À medida que a história se desenrola ficamos a saber que esta francesa é casada com um 'empresário' com ligações perigosas ligadas a África, inclusive com um dos Imortais, assim se chama o grupo. Em paralelo o investigador da Polícia Judiciária Malarranha (Nicolau Breyner) prestes a reformar-se resolve investigar fora do horário de trabalho uma agressão levada a cabo por Roberto Alua e acaba por descobrir o plano do assalto.

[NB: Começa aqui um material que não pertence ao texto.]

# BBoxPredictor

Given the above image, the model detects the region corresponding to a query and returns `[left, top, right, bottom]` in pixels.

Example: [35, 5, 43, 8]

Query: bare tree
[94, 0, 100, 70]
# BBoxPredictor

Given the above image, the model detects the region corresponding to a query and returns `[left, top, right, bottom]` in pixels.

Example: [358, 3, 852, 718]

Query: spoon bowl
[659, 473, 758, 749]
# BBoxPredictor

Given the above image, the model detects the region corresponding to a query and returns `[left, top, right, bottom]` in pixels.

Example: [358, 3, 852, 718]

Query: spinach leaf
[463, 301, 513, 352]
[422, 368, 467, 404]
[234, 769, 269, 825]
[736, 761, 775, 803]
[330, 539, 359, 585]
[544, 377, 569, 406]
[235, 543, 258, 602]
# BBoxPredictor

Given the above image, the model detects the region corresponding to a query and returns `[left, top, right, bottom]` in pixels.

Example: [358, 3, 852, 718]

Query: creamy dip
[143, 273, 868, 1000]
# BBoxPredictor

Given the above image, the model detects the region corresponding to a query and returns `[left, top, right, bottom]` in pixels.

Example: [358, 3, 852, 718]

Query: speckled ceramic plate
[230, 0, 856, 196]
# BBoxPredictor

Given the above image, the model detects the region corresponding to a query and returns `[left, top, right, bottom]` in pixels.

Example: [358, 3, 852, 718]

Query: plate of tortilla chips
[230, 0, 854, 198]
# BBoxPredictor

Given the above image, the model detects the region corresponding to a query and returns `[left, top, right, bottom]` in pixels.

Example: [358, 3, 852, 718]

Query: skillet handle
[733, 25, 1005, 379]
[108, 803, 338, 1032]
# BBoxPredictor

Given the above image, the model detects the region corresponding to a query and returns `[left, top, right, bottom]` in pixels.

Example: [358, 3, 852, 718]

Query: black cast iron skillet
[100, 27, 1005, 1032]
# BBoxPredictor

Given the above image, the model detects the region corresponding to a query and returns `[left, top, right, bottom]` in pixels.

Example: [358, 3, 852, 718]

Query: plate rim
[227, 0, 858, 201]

«Os Imortais» é um retrato da geração que foi para a Guerra Colonial e a sua inadaptação ao regresso, pois como uma das personagens diz, na guerra têm liberdade e na sociedade não a conseguem alcançar. Não sendo um grande filme, é das melhores obras que tem surgido no panorama nacional nos últimos anos. Pena o final ser um pouco fraco demais, a cena em que a filha de Malarranha fala com o único Imortal que resta, bem podia ter ficado na sala de montagem.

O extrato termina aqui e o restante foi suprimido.